Residual Neural Network

1. Problems

CNNs have achieved many milestones in Computer Vision. They have been trained hierarchically with the concepts of learning low/mid/high-level features, the levels can be enriched by the number of stacked layers. According to He et al. (2015), the depth of the networks is crucially important to their accuracy, and the ImageNet winners only trained networks within 16 to 30 layers to achieve the highest performance.

Evidence shows that the best ImageNet models using convolutional and fully-connected layers typically contain between 16 and 30 layers.
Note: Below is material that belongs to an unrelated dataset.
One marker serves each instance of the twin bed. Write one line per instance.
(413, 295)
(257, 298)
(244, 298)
But through several experiments, He et al. encountered the degradation of accuracy when training networks having a higher number of layers (image below). Unexpectedly, it turns out that the problem is not caused by vanishing gradient nor overfitting. Because the authors claimed that he used Batch Normalization against vanishing gradient, and the graphs also show that this is not the case of overfitting. Just adding more layers to suitably leads to higher training error.

/assets/img/2021-05-14/Untitled.png

From Residual Neural Network paper

So how can we train the very deep networks to obtain state-of-the-art performance? That is why Residual Block and Residual Neural Network were designed to alleviate this problem.

2. Approach

Residual Block

/assets/img/2021-05-14/Untitled%201.png

From Residual Neural Network paper

By understand this picture, you can understand how Residual Block works. There are some important modifications from the traditional design, they are Skip Connection and Identity Mapping. **Below is the formula for the diagram:

\[y = \underbrace{F(x)}_\text{Residual} + \underbrace{x}_\text{Identity}\]

The above picture implies that apart from the output $F(x)$ by forwarding the input through the stacked layers, the block uses Skip Connection to pass a cloned version of $x$ to the end of the operation, then it uses Identity Mapping to combines $F(x)$ and $x$ together. In addition, **Identity Mapping does not have any parameters, so its contribution to model complexity is zero. In fact, according to He et al (2015):

We hypothesize that it is easier to optimize the residual mapping than to optimize the original, unreferenced mapping.

and

To the extreme, if an identity mapping were optimal, it would be easier to push the residual to zero than to fit an identity mapping by a stack of nonlinear layers.

⇒ In the end, in the case we have no ideas which layers are ineffective for the whole network, it can “push the residual to zero” (He et al., 2015, para. x). Besides, we only need to optimize $F(x)$ in backward propagation.

Multiple layers skipping

/assets/img/2021-05-14/Untitled%203.png

Note: Residual mapping is combining $F(x)$ with $x$

Problem: Sometimes $x$ and $F(x)$ do not share the same dimension or channels

⇒ Use 1 x 1 convolution with a new stride or new channel respectively to map $F(x)$